Like all marketing campaigns, you need to think through the basics:
Who is your target audience?
Make a list. Plenty of groups are looking for something new to offer to their members. Consider libraries, schools, book clubs, philanthropic clubs, senior centers, after school programs, adult enrichment classes, groups on Meetup, home and school associations, social clubs, chambers of commerce and so on.
What are your marketing goals?
You will probably have primary and secondary goals. A top goal may be to get a paid gig plus book sales, but maybe you’re willing to settle for gas money and book sales. At the very minimum, you must insist on being able to sell your book. Otherwise, what’s the point?
If you’re the speaker at a breakfast or luncheon meeting, they’ll at least feed you, but that can be a double-edged sword. If the meal is before your presentation, tummy butterflies may keep you from enjoying it much!

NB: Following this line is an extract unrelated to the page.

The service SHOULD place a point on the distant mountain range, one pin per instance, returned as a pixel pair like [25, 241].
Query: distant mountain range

How can you reach your target audience?
Email is free, but people are getting very careful about where they post that information. Schools in particular make it near impossible to reach teachers or librarians with whom you don’t already have a relationship.
Face-to-face networking can make a huge difference here. Collect contact info at author fairs and organizations to which you already belong. Ask your own friends and relations for introductions. Pick up the phone and call to find out who you should contact. Many, many times, websites are woefully out of date about who is in charge, so even if there is a name and contact info, your email or voicemail may be going to a past chairperson’s black hole.
Once you get the gig, you’ll want to market that as well. On your author website, Facebook page, blog and other social media, announce how excited you are to be going – even if it’s quite a long time until you go. The event makes for great conversation with your readers. You can talk about your preparation, ask for advice on which outfit to wear, share photos of the stack of books you’re taking along and more.
Later, you can share photos and stories from the event itself and express your gratitude for the opportunity. All these little updates provide context and verification for the NEXT group who is thinking of asking you to speak so they know what to expect. Also, of course, it’s awesome content for your online marketing.
If this is a private meeting, that may be all the marketing you can do, but if it’s an event that is open to the public, you’ll want to do much more. You’d think that the group itself would handle getting the word out, but astonishingly, most often they don’t get around to it. You’ll need to pick up the slack.
Check to see what your hosts have already done. Particularly, you want to see your event on their own website as an article or calendar entry because that should be the authoritative news source. If they haven’t posted it, try reminding them.
Write up several news releases with different points of view. You can send one to the event’s hometown newspaper inviting people to come and one to your hometown newspaper saying you’ve been invited to speak. You could also send news releases to groups who might be interested in your presentation. For even more ideas, check out this earlier post.
It seems counterintuitive, but yes, you do have to market the presentation you created in order to use it to market the book you created. People buy from people and for many, the personal touch is what’s needed to boost book sales.